Il XVI Incontro internazionale di preghiera per la pace promosso a Palermo dalla Comunità di sant'Egidio
La forza dei credenti non è fatta di arroganza, ma di santità e sapienza

 

"Le tenebre non si dissipano con le armi; si allontanano accendendo fari di luce": con queste parole Giovanni Paolo II si è rivolto a più di quattrocento rappresentanti delle Chiese e comunità cristiane e delle grandi religioni mondiali e alle migliaia di persone riuniti a Palermo dal 1° al 3 settembre scorso. Sull'Incontro promosso dalla Comunità di Sant'Egidio, gravava un interrogativo che viene ripetuto dopo l'11 settembre: a che serve il dialogo tra le religioni di fronte a orrori come quelli commessi negli Stati Uniti un anno fa?

Come si vede fin dal titolo del convegno, "Religioni e culture tra conflitto e dialogo", questa domanda è stata raccolta dai partecipanti ai tanti dibattiti dei tre giorni palermitani.
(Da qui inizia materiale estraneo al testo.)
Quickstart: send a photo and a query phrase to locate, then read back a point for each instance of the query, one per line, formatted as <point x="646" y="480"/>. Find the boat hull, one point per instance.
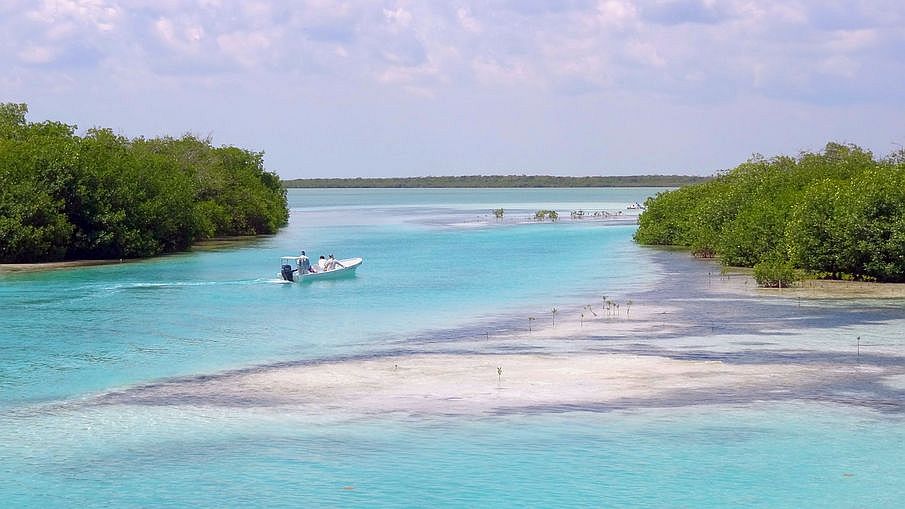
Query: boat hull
<point x="348" y="270"/>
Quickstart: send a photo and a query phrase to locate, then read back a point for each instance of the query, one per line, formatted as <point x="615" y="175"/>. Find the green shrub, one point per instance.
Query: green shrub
<point x="775" y="273"/>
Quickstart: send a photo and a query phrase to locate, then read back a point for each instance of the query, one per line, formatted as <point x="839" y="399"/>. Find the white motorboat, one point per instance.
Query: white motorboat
<point x="290" y="272"/>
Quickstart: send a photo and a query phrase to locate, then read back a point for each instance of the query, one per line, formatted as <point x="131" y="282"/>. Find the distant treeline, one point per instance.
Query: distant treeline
<point x="839" y="213"/>
<point x="500" y="181"/>
<point x="101" y="195"/>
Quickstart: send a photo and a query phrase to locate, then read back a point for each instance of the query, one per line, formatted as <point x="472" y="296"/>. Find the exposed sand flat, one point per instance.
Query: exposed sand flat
<point x="471" y="384"/>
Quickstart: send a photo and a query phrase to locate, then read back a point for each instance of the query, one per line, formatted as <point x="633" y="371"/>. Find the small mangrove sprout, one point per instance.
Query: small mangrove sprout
<point x="540" y="215"/>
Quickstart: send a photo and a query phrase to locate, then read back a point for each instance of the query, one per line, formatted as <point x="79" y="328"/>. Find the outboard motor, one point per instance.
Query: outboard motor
<point x="286" y="272"/>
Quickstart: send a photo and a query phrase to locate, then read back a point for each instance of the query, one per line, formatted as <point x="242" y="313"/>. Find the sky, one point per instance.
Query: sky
<point x="404" y="88"/>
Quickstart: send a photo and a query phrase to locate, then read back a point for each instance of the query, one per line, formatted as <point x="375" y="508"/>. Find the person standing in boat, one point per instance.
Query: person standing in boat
<point x="332" y="263"/>
<point x="304" y="264"/>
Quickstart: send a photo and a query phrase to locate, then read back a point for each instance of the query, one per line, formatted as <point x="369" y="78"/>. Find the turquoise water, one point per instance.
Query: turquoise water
<point x="437" y="268"/>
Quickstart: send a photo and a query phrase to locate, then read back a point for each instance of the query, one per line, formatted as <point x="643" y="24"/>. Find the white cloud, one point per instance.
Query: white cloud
<point x="37" y="54"/>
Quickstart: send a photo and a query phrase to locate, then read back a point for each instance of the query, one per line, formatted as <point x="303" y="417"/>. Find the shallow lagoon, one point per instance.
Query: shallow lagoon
<point x="438" y="273"/>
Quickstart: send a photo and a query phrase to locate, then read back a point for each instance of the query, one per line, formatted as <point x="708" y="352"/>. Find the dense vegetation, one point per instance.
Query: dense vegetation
<point x="502" y="181"/>
<point x="101" y="195"/>
<point x="839" y="213"/>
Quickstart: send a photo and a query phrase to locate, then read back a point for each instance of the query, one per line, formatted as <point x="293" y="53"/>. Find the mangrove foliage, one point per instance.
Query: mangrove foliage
<point x="838" y="213"/>
<point x="101" y="195"/>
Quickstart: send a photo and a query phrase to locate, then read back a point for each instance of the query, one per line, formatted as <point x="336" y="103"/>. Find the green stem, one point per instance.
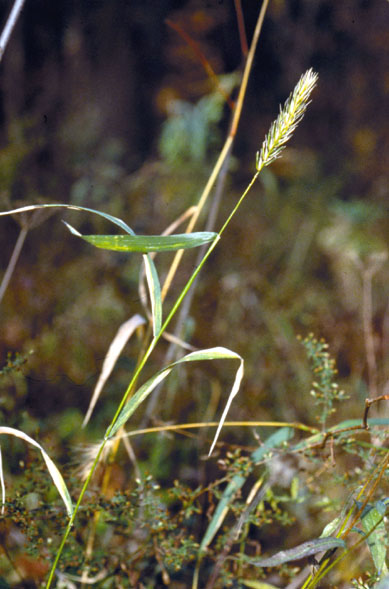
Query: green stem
<point x="138" y="371"/>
Ed è un interrogativo che ritorna frequente nei tanti commenti all'11 settembre. Ma l'Incontro di Palermo intendeva riconnettersi al filo di una tradizione. Infatti si è trattato del sedicesimo incontro a livello internazionale, promosso dalla Comunità, da quando Giovanni Paolo II, il 27 ottobre del 1986, convocò ad Assisi i rappresentanti delle Chiese cristiane e delle grandi religioni mondiali, per una grande invocazione per la pace. Quella giornata mondiale di preghiera per la pace nella città di S. Francesco non era una generosa improvvisazione, ma affondava le sue radici nell'eredità del Vaticano II e in particolare della Dichiarazione Nostra aetate.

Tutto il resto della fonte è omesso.